Vers deux ou trois heures du matin, ça commence ; les noms arrivent sur mes lèvres – ils déferlent. D’abord le nom des ghettos : celui de Lodz, celui de Cracovie, de Varsovie, de Lublin, celui de Kielce, de Radom, de Czestochowa, de Bialystok (…) j’entends les bruits de l’hiver 1942, celui des trains qui roulent en direction d’Auschwitz-Birkenau, de Majdanek, de Treblinka, de Sobibor, de Belzec, de Chelmno. (Haenel, 2009 : 120-121)

Haenel utilise le même procédé avec des noms de lieux américains : « Le soir, je parlais en public à Galveston, Oklahoma City, New Orleans, Charlotte, Rochester, Indianapolis, Toledo, dans bien d’autres villes encore. » (Haenel, 2009 : 146 ). Il ne donne pas le nom français de la Nouvelle-Orléans, choisissant une fois encore d’incruster l’étrangeté dans le texte français.
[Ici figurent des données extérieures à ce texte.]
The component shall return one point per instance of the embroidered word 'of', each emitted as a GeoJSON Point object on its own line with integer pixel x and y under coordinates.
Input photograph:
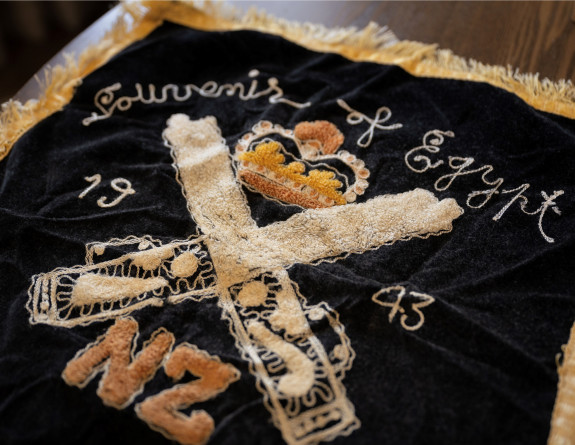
{"type": "Point", "coordinates": [396, 306]}
{"type": "Point", "coordinates": [121, 185]}
{"type": "Point", "coordinates": [419, 163]}
{"type": "Point", "coordinates": [355, 117]}
{"type": "Point", "coordinates": [107, 103]}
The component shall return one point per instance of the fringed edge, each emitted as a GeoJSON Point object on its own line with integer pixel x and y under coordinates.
{"type": "Point", "coordinates": [373, 43]}
{"type": "Point", "coordinates": [563, 418]}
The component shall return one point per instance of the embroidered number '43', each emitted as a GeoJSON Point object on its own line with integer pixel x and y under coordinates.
{"type": "Point", "coordinates": [424, 300]}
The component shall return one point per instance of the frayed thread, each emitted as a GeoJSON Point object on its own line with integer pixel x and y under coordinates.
{"type": "Point", "coordinates": [373, 43]}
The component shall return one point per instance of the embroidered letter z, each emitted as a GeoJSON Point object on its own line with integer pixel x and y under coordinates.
{"type": "Point", "coordinates": [113, 353]}
{"type": "Point", "coordinates": [162, 411]}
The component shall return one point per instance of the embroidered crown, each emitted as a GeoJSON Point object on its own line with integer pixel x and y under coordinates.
{"type": "Point", "coordinates": [263, 165]}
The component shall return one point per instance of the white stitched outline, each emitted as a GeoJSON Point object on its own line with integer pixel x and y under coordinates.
{"type": "Point", "coordinates": [548, 202]}
{"type": "Point", "coordinates": [459, 164]}
{"type": "Point", "coordinates": [105, 101]}
{"type": "Point", "coordinates": [355, 117]}
{"type": "Point", "coordinates": [96, 179]}
{"type": "Point", "coordinates": [460, 171]}
{"type": "Point", "coordinates": [124, 191]}
{"type": "Point", "coordinates": [431, 146]}
{"type": "Point", "coordinates": [240, 254]}
{"type": "Point", "coordinates": [396, 306]}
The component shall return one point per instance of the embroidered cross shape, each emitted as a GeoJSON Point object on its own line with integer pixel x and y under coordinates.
{"type": "Point", "coordinates": [245, 267]}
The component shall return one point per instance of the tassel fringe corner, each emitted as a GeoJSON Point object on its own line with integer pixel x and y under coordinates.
{"type": "Point", "coordinates": [373, 43]}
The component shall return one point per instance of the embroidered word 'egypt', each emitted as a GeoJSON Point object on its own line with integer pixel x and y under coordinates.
{"type": "Point", "coordinates": [107, 103]}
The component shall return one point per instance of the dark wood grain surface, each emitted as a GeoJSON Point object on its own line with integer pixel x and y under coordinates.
{"type": "Point", "coordinates": [533, 36]}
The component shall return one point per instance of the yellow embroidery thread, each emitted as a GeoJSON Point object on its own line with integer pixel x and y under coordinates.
{"type": "Point", "coordinates": [267, 155]}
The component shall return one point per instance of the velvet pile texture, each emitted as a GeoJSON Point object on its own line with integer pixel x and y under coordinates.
{"type": "Point", "coordinates": [481, 368]}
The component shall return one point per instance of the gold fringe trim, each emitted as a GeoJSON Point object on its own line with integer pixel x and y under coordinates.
{"type": "Point", "coordinates": [563, 418]}
{"type": "Point", "coordinates": [372, 44]}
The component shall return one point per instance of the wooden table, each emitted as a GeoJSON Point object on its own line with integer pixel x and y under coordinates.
{"type": "Point", "coordinates": [536, 36]}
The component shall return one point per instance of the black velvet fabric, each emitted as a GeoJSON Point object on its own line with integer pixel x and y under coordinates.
{"type": "Point", "coordinates": [481, 369]}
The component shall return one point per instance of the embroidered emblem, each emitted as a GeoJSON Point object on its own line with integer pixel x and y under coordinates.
{"type": "Point", "coordinates": [355, 118]}
{"type": "Point", "coordinates": [271, 321]}
{"type": "Point", "coordinates": [121, 185]}
{"type": "Point", "coordinates": [262, 165]}
{"type": "Point", "coordinates": [422, 300]}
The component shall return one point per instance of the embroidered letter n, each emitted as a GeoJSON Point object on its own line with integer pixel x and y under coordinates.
{"type": "Point", "coordinates": [113, 353]}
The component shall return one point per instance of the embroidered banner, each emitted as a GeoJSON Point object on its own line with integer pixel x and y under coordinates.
{"type": "Point", "coordinates": [225, 237]}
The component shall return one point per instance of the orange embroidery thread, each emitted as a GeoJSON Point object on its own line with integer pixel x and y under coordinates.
{"type": "Point", "coordinates": [267, 161]}
{"type": "Point", "coordinates": [124, 375]}
{"type": "Point", "coordinates": [162, 411]}
{"type": "Point", "coordinates": [326, 133]}
{"type": "Point", "coordinates": [316, 142]}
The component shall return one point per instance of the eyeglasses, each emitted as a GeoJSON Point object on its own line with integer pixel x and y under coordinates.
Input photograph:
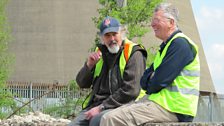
{"type": "Point", "coordinates": [158, 20]}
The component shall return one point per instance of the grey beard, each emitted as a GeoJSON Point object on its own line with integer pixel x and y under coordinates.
{"type": "Point", "coordinates": [114, 49]}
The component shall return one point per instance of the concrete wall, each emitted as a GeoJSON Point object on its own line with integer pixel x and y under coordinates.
{"type": "Point", "coordinates": [52, 38]}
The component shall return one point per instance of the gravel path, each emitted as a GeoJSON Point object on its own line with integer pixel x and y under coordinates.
{"type": "Point", "coordinates": [34, 119]}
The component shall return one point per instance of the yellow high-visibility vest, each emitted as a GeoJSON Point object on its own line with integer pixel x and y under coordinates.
{"type": "Point", "coordinates": [182, 95]}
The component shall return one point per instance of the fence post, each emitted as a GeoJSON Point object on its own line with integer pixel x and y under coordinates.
{"type": "Point", "coordinates": [31, 94]}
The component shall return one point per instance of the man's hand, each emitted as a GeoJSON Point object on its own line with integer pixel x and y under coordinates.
{"type": "Point", "coordinates": [93, 59]}
{"type": "Point", "coordinates": [92, 112]}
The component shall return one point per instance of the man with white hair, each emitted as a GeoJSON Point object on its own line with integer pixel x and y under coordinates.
{"type": "Point", "coordinates": [172, 81]}
{"type": "Point", "coordinates": [113, 71]}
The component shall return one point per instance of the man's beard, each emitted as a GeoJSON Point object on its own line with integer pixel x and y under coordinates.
{"type": "Point", "coordinates": [113, 47]}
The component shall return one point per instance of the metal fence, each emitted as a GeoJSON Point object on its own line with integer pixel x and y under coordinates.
{"type": "Point", "coordinates": [210, 107]}
{"type": "Point", "coordinates": [40, 95]}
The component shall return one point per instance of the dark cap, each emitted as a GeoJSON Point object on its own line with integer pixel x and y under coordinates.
{"type": "Point", "coordinates": [109, 24]}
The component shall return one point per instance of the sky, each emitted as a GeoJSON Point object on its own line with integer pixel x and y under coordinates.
{"type": "Point", "coordinates": [209, 16]}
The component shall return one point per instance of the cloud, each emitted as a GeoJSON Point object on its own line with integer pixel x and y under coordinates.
{"type": "Point", "coordinates": [210, 18]}
{"type": "Point", "coordinates": [215, 62]}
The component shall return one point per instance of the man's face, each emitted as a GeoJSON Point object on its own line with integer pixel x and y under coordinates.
{"type": "Point", "coordinates": [161, 25]}
{"type": "Point", "coordinates": [113, 41]}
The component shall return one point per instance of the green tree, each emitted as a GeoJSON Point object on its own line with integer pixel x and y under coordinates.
{"type": "Point", "coordinates": [5, 60]}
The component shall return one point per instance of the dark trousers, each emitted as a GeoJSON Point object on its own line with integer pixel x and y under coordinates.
{"type": "Point", "coordinates": [80, 120]}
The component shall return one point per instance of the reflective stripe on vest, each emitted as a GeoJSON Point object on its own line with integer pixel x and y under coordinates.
{"type": "Point", "coordinates": [182, 95]}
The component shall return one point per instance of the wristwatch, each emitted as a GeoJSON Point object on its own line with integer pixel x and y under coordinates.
{"type": "Point", "coordinates": [102, 107]}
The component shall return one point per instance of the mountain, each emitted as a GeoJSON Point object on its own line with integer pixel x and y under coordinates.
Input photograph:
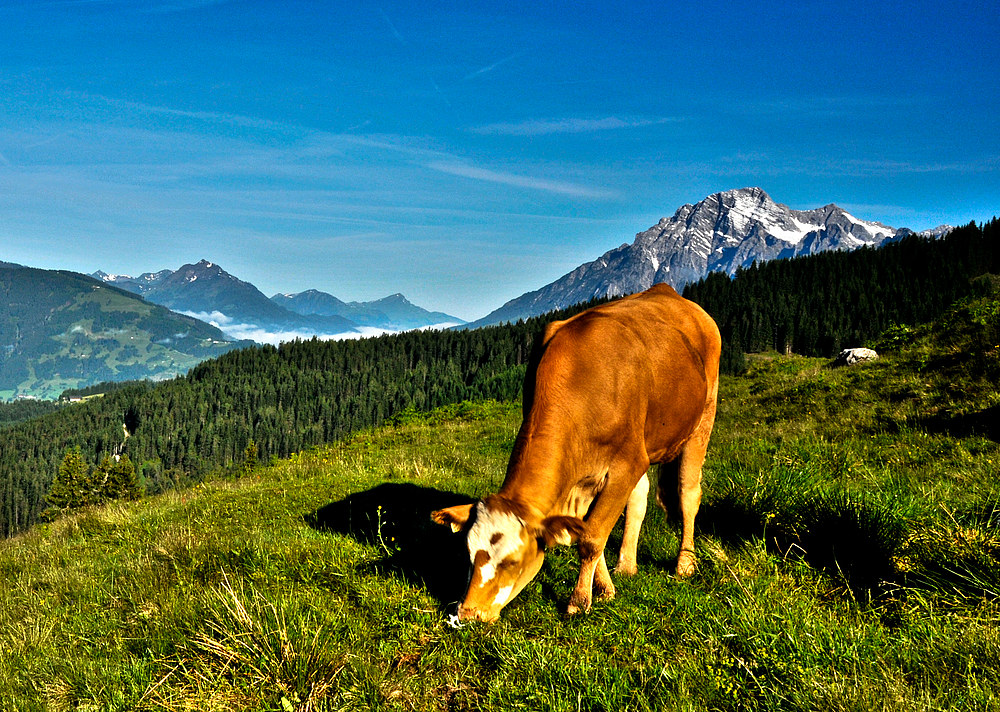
{"type": "Point", "coordinates": [62, 330]}
{"type": "Point", "coordinates": [395, 312]}
{"type": "Point", "coordinates": [723, 232]}
{"type": "Point", "coordinates": [206, 291]}
{"type": "Point", "coordinates": [137, 285]}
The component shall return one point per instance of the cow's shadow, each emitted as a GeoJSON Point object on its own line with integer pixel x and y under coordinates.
{"type": "Point", "coordinates": [396, 518]}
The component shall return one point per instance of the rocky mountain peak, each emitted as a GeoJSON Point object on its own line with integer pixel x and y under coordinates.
{"type": "Point", "coordinates": [721, 233]}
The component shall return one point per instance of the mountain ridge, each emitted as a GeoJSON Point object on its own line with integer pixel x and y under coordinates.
{"type": "Point", "coordinates": [61, 329]}
{"type": "Point", "coordinates": [723, 232]}
{"type": "Point", "coordinates": [208, 292]}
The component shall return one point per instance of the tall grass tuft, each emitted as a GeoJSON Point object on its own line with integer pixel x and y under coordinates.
{"type": "Point", "coordinates": [255, 649]}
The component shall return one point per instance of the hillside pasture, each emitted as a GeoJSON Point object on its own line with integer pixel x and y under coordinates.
{"type": "Point", "coordinates": [848, 547]}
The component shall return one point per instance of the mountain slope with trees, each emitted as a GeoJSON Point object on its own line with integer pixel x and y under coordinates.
{"type": "Point", "coordinates": [816, 305]}
{"type": "Point", "coordinates": [62, 330]}
{"type": "Point", "coordinates": [310, 392]}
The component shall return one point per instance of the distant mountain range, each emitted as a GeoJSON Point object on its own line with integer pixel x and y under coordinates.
{"type": "Point", "coordinates": [208, 292]}
{"type": "Point", "coordinates": [61, 330]}
{"type": "Point", "coordinates": [394, 313]}
{"type": "Point", "coordinates": [723, 232]}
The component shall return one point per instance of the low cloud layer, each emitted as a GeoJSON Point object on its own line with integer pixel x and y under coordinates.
{"type": "Point", "coordinates": [262, 335]}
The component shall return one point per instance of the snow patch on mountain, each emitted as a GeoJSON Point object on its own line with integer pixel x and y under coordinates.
{"type": "Point", "coordinates": [722, 233]}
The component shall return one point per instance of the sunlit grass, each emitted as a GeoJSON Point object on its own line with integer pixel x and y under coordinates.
{"type": "Point", "coordinates": [848, 560]}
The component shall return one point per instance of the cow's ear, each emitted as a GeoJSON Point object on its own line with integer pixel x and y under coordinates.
{"type": "Point", "coordinates": [455, 517]}
{"type": "Point", "coordinates": [561, 530]}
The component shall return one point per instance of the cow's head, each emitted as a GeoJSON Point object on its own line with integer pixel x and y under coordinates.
{"type": "Point", "coordinates": [507, 542]}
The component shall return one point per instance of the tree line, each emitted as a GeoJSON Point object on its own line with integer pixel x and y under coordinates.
{"type": "Point", "coordinates": [820, 304]}
{"type": "Point", "coordinates": [276, 401]}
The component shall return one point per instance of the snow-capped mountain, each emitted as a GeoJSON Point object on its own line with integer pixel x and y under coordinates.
{"type": "Point", "coordinates": [395, 312]}
{"type": "Point", "coordinates": [723, 232]}
{"type": "Point", "coordinates": [207, 292]}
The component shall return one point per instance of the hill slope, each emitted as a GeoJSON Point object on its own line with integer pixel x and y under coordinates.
{"type": "Point", "coordinates": [848, 552]}
{"type": "Point", "coordinates": [62, 330]}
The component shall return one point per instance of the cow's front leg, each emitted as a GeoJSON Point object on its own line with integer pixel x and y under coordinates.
{"type": "Point", "coordinates": [591, 560]}
{"type": "Point", "coordinates": [635, 512]}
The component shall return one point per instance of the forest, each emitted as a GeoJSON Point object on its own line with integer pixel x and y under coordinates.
{"type": "Point", "coordinates": [306, 393]}
{"type": "Point", "coordinates": [817, 305]}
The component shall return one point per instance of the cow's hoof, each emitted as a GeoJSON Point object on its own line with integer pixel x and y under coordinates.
{"type": "Point", "coordinates": [578, 604]}
{"type": "Point", "coordinates": [605, 593]}
{"type": "Point", "coordinates": [626, 568]}
{"type": "Point", "coordinates": [686, 565]}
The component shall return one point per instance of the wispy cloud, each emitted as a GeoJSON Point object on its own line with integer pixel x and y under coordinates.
{"type": "Point", "coordinates": [489, 68]}
{"type": "Point", "coordinates": [542, 127]}
{"type": "Point", "coordinates": [521, 181]}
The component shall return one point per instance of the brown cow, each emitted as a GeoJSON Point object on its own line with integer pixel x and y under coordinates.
{"type": "Point", "coordinates": [615, 389]}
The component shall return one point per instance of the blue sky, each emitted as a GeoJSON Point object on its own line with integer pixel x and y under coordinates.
{"type": "Point", "coordinates": [464, 153]}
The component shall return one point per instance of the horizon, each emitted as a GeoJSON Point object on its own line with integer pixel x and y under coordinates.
{"type": "Point", "coordinates": [465, 155]}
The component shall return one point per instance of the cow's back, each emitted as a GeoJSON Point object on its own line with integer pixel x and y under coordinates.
{"type": "Point", "coordinates": [641, 368]}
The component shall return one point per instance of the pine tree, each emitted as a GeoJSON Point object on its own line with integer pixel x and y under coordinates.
{"type": "Point", "coordinates": [72, 488]}
{"type": "Point", "coordinates": [121, 481]}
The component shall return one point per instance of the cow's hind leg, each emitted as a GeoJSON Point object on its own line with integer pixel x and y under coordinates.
{"type": "Point", "coordinates": [635, 512]}
{"type": "Point", "coordinates": [689, 490]}
{"type": "Point", "coordinates": [601, 519]}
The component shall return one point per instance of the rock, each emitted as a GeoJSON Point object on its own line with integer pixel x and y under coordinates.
{"type": "Point", "coordinates": [849, 357]}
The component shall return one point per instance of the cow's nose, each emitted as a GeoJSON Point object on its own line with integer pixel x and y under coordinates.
{"type": "Point", "coordinates": [474, 614]}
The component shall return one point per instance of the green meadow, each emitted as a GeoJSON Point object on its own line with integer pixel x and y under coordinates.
{"type": "Point", "coordinates": [848, 545]}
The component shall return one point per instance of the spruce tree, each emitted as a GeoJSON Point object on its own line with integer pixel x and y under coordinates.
{"type": "Point", "coordinates": [72, 487]}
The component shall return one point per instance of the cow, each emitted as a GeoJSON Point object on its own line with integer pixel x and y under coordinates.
{"type": "Point", "coordinates": [609, 392]}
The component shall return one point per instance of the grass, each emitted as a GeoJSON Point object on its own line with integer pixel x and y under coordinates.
{"type": "Point", "coordinates": [848, 548]}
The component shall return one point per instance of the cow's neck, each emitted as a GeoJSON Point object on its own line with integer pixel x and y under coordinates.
{"type": "Point", "coordinates": [539, 473]}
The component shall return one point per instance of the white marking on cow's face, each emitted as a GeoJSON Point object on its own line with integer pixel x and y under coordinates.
{"type": "Point", "coordinates": [496, 533]}
{"type": "Point", "coordinates": [503, 595]}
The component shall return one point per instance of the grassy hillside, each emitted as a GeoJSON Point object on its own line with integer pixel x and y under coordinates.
{"type": "Point", "coordinates": [849, 560]}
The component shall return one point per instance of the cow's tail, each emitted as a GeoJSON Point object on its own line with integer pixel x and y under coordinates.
{"type": "Point", "coordinates": [667, 489]}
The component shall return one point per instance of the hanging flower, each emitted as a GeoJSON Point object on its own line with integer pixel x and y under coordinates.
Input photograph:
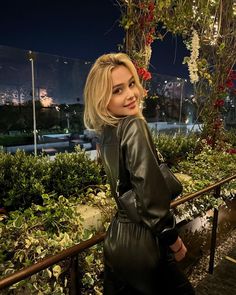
{"type": "Point", "coordinates": [192, 62]}
{"type": "Point", "coordinates": [144, 74]}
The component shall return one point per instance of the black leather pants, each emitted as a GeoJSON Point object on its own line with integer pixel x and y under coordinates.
{"type": "Point", "coordinates": [169, 280]}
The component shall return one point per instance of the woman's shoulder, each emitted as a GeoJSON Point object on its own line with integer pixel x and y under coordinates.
{"type": "Point", "coordinates": [133, 120]}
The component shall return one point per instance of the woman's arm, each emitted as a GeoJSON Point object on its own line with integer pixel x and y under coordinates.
{"type": "Point", "coordinates": [152, 193]}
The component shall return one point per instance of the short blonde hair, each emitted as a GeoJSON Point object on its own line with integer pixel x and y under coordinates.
{"type": "Point", "coordinates": [98, 90]}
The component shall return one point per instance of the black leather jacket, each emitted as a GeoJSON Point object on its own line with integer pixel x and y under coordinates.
{"type": "Point", "coordinates": [138, 170]}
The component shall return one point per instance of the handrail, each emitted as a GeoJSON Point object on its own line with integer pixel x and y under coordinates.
{"type": "Point", "coordinates": [49, 261]}
{"type": "Point", "coordinates": [191, 196]}
{"type": "Point", "coordinates": [74, 250]}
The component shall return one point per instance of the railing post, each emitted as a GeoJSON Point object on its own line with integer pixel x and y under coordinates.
{"type": "Point", "coordinates": [75, 277]}
{"type": "Point", "coordinates": [214, 233]}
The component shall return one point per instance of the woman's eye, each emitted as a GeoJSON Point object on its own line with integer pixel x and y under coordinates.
{"type": "Point", "coordinates": [117, 91]}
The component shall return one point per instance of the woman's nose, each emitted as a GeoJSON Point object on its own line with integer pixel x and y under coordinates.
{"type": "Point", "coordinates": [129, 94]}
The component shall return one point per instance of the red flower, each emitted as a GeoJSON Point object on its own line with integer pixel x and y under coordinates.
{"type": "Point", "coordinates": [229, 84]}
{"type": "Point", "coordinates": [144, 74]}
{"type": "Point", "coordinates": [221, 88]}
{"type": "Point", "coordinates": [151, 6]}
{"type": "Point", "coordinates": [231, 151]}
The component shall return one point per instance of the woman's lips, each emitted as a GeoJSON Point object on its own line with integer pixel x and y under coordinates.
{"type": "Point", "coordinates": [131, 105]}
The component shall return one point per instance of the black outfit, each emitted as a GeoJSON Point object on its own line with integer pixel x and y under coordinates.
{"type": "Point", "coordinates": [136, 255]}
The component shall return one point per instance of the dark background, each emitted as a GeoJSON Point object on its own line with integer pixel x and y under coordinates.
{"type": "Point", "coordinates": [79, 29]}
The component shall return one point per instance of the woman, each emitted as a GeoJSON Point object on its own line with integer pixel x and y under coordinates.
{"type": "Point", "coordinates": [139, 256]}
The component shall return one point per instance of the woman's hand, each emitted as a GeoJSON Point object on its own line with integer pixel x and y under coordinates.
{"type": "Point", "coordinates": [179, 249]}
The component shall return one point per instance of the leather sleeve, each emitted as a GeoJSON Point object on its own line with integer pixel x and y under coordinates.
{"type": "Point", "coordinates": [153, 197]}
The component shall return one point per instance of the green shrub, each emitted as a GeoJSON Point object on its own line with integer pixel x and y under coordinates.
{"type": "Point", "coordinates": [24, 178]}
{"type": "Point", "coordinates": [72, 172]}
{"type": "Point", "coordinates": [176, 148]}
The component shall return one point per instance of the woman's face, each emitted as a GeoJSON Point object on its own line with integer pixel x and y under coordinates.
{"type": "Point", "coordinates": [125, 94]}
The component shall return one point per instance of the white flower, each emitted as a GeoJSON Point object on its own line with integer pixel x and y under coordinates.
{"type": "Point", "coordinates": [192, 63]}
{"type": "Point", "coordinates": [56, 271]}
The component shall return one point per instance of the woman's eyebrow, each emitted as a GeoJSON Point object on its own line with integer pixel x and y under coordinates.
{"type": "Point", "coordinates": [118, 85]}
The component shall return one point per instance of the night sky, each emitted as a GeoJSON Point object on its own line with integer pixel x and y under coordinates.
{"type": "Point", "coordinates": [83, 30]}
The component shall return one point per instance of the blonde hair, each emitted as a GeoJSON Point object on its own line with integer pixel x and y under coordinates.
{"type": "Point", "coordinates": [98, 90]}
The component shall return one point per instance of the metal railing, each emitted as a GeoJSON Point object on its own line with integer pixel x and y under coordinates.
{"type": "Point", "coordinates": [72, 252]}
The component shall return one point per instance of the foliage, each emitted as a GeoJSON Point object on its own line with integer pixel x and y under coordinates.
{"type": "Point", "coordinates": [24, 178]}
{"type": "Point", "coordinates": [72, 172]}
{"type": "Point", "coordinates": [139, 20]}
{"type": "Point", "coordinates": [176, 148]}
{"type": "Point", "coordinates": [201, 170]}
{"type": "Point", "coordinates": [208, 28]}
{"type": "Point", "coordinates": [42, 230]}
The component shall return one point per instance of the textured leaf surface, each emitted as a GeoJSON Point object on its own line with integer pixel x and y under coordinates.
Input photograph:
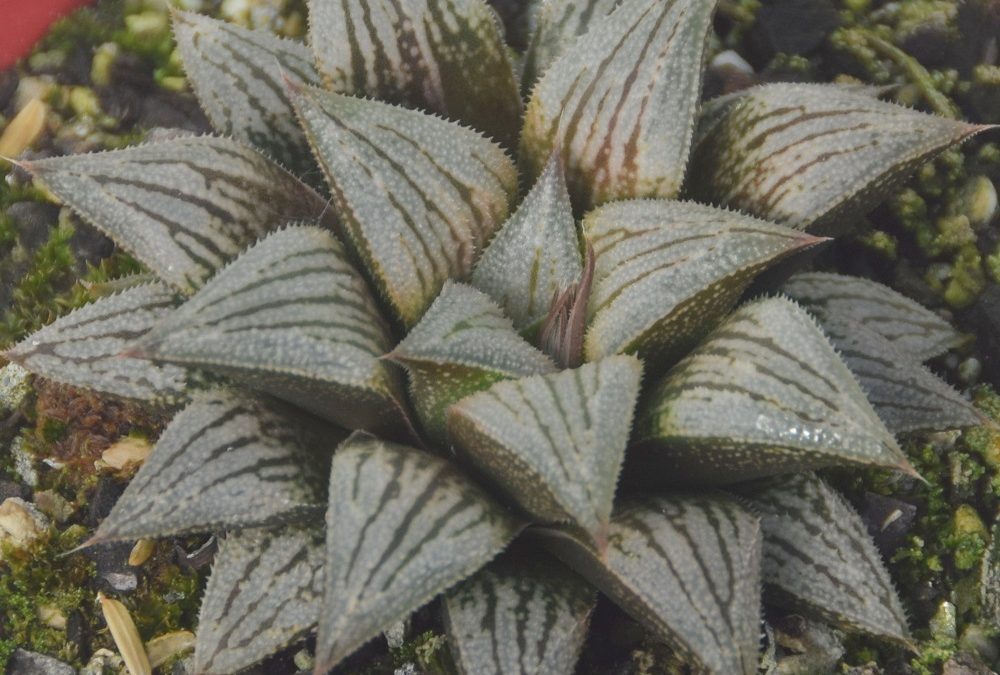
{"type": "Point", "coordinates": [184, 207]}
{"type": "Point", "coordinates": [263, 594]}
{"type": "Point", "coordinates": [554, 442]}
{"type": "Point", "coordinates": [403, 525]}
{"type": "Point", "coordinates": [524, 615]}
{"type": "Point", "coordinates": [418, 196]}
{"type": "Point", "coordinates": [765, 393]}
{"type": "Point", "coordinates": [909, 326]}
{"type": "Point", "coordinates": [557, 24]}
{"type": "Point", "coordinates": [293, 318]}
{"type": "Point", "coordinates": [446, 56]}
{"type": "Point", "coordinates": [668, 271]}
{"type": "Point", "coordinates": [535, 254]}
{"type": "Point", "coordinates": [226, 460]}
{"type": "Point", "coordinates": [621, 102]}
{"type": "Point", "coordinates": [907, 396]}
{"type": "Point", "coordinates": [818, 557]}
{"type": "Point", "coordinates": [239, 77]}
{"type": "Point", "coordinates": [462, 345]}
{"type": "Point", "coordinates": [807, 156]}
{"type": "Point", "coordinates": [83, 348]}
{"type": "Point", "coordinates": [688, 568]}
En revanche, il insiste pour préciser un élément qui a fait l’objet d’une polémique ultérieure à l’autobiographie de Karski, en faisant référence au camp d’extermination où Karski s’était introduit en 1942. Karski aurait confondu le nom de Belzec, avec celui d’Izbica Lubelska. Haenel reprend cette explication dans sa troisième partie comme pour dissiper toute opacité sur le témoignage de son narrateur maintenant homodiégétique (voir note 16). En fait, l’introduction de ces paroles en langues étrangères renforce l’aspect métalinguistique du texte, et fusionne peu à peu, dans une approche onomastique, les noms réels et les noms imaginaires.
Dans la troisième partie de son roman, l’auteur imagine que la mémoire de Karski est essentiellement auditive :

Aujourd’hui, pour ne plus entendre les cris des Juifs qu’on amène à la mort, pour ne plus entendre le nom des ghettos et celui des camps qui s’impriment dans ma tête (…) il m’arrive de réciter les paroles que les deux hommes du ghetto de Varsovie m’ont confiées. Je me les récite à voix basse, comme une prière ; je prononce chaque phrase avec lenteur. (Haenel, 2009 : 120)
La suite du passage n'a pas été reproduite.